The Under-Appreciated Brown Suit

Since most traditional men’s clothing comes from England, so do most of its rules. A commonly cited one is, “no brown in town.” Back when there were still such things as dress codes, men choose clothes according to geography. Business attire was worn in the city (e.g. navy suits with oxfords), while sporting clothes were reserved for the country (e.g. brown tweeds with heavier shoes). Never did the two mix.

Today, dress codes have largely relaxed, if not altogether disappeared, and suits are mostly worn for the serious business of weddings, job interviews, and menswear meet-ups. Since men only wear suits on formal occasions, you rarely see casual colors such as brown anymore – whether you’re in the city or not.
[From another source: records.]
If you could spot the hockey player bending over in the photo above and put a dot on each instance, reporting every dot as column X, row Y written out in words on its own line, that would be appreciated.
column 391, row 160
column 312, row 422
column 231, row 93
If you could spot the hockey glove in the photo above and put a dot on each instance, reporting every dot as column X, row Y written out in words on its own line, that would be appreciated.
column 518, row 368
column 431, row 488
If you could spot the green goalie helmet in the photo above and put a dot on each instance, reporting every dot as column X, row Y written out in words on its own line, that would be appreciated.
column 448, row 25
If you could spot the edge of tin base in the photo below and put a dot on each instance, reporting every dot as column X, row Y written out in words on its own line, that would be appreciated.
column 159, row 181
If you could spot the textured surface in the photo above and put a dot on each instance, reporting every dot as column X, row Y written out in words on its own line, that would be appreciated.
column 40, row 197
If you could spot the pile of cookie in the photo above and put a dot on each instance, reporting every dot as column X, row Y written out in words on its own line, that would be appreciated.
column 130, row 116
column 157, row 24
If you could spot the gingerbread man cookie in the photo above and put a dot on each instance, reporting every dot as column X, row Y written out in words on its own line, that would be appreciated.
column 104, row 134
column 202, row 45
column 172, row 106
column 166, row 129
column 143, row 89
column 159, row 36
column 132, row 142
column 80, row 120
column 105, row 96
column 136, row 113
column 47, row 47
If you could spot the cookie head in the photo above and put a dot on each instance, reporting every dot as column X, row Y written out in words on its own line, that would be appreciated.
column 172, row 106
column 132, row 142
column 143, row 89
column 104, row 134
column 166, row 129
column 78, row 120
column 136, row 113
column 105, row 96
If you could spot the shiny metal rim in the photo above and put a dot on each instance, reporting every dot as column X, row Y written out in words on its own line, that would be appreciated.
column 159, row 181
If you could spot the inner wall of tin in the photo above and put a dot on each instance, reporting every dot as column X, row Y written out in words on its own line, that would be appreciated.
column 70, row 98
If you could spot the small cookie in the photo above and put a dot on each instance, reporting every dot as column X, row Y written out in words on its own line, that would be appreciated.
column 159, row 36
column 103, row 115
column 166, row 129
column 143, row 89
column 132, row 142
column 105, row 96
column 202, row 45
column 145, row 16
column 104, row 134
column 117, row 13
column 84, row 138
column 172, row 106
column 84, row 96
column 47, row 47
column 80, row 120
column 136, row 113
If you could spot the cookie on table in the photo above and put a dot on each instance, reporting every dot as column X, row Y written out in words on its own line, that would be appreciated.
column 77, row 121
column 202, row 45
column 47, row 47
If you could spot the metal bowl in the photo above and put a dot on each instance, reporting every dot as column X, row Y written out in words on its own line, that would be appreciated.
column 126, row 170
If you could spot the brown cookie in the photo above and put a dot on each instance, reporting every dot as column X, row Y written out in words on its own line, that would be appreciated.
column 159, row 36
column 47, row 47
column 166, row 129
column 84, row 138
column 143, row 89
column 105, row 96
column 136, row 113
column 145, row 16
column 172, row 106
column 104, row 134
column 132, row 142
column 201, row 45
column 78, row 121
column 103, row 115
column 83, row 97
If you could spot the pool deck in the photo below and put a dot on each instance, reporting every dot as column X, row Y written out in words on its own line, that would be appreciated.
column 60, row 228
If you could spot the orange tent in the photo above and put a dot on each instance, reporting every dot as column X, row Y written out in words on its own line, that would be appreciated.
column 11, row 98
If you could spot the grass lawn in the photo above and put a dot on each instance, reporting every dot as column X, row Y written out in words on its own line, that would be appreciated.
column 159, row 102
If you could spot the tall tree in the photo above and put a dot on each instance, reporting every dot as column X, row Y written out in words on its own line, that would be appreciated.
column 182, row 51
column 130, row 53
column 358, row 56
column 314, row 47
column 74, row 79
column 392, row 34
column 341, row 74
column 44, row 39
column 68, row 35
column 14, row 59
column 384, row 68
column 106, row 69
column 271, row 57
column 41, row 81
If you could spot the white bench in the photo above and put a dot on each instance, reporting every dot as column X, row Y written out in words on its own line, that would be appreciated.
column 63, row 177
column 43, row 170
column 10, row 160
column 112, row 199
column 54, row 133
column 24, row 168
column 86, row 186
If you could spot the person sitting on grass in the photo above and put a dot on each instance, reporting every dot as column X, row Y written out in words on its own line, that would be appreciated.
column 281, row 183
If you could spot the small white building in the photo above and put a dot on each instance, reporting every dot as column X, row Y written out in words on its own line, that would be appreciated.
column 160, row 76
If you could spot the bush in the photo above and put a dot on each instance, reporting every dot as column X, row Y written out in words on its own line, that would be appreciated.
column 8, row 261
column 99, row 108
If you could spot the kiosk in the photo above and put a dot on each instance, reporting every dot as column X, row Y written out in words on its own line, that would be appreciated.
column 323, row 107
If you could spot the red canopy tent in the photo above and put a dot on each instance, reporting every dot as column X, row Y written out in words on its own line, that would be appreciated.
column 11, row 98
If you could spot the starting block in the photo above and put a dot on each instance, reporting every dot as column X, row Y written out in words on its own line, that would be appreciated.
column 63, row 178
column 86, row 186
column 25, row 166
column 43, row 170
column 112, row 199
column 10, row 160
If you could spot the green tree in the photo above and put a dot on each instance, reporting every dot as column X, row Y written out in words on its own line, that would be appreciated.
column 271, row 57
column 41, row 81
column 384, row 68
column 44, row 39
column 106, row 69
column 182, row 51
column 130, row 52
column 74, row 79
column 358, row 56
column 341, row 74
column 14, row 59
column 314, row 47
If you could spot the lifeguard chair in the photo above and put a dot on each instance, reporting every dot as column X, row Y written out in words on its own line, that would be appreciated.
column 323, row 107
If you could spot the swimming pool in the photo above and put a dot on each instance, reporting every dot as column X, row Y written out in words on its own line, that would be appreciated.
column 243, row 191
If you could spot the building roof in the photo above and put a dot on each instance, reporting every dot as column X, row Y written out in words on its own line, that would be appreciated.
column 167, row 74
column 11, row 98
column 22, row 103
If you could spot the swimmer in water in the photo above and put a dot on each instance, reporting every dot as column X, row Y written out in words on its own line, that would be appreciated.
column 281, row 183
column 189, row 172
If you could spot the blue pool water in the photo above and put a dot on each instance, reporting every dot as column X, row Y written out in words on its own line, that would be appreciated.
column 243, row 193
Which is a shame because I think brown suits look great in the warmer months. I myself have two: one in cigar linen and another in tobacco fresco. The rule of not wearing “brown in town” should probably still be adhered to in 2015, but nowadays, that means keeping them out of busy financial districts, rather than cities in general. They work well in more relaxed environments, when you want something more casual than a navy suit, but dressier than a sport coat (think: lunch at a swanky hotel restaurant).
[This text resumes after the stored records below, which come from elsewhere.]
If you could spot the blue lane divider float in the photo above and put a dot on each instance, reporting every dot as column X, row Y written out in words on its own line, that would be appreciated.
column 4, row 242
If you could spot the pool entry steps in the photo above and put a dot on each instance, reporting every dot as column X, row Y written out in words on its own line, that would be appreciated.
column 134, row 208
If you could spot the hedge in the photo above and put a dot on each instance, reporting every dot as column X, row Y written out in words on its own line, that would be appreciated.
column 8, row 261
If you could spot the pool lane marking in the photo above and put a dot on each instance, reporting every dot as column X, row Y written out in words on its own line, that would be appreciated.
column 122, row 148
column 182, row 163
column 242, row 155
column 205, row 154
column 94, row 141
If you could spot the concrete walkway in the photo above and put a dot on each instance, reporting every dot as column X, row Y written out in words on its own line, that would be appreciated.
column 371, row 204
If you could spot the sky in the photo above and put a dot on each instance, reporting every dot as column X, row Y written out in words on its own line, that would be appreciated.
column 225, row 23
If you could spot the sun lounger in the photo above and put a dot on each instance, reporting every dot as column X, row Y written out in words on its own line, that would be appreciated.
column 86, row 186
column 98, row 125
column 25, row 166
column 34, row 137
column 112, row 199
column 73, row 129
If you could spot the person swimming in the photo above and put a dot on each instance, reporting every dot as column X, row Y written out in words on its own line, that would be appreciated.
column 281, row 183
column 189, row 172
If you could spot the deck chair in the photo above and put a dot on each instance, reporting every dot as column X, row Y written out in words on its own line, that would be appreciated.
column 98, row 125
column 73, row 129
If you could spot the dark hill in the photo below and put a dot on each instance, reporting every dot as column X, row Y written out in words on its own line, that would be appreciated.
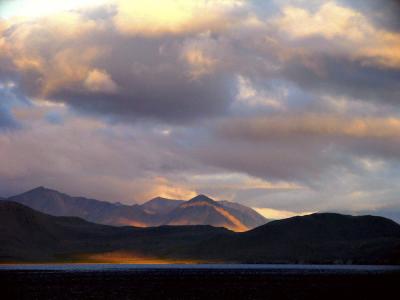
column 28, row 235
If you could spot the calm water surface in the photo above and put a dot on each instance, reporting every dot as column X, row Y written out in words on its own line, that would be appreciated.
column 255, row 267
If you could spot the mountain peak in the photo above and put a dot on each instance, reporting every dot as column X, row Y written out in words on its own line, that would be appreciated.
column 202, row 198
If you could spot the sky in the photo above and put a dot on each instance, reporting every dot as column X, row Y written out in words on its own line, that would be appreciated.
column 286, row 106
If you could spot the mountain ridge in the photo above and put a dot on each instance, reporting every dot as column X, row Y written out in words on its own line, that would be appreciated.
column 27, row 235
column 155, row 212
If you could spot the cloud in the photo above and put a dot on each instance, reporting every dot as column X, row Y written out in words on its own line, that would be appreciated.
column 286, row 105
column 100, row 81
column 155, row 18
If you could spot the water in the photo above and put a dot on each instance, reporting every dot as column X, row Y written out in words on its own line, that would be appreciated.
column 216, row 267
column 197, row 281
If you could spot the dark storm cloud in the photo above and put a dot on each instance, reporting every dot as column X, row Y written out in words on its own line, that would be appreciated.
column 342, row 76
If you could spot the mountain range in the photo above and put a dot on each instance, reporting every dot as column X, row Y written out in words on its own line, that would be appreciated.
column 200, row 210
column 27, row 235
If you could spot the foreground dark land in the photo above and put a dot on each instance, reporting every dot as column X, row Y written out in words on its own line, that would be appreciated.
column 199, row 284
If you’re thinking about getting a brown suit, consider what seasons you’ll wear it most. Linen works well in the summer months; cotton in the fall; and gabardine in the spring and fall. Eidos also has something in an open-weave raw silk, which would be good on a cool summer day. You can pair these with causal ties, such as black knits, and either black or brown shoes. The combination of formal black shoes with a casual brown suit might sound strange, but they work if the suit is dark enough. Besides, Hardy Aimes is supposedly buried in his favorite brown suit and black oxfords, and the guy knew a thing or two about style.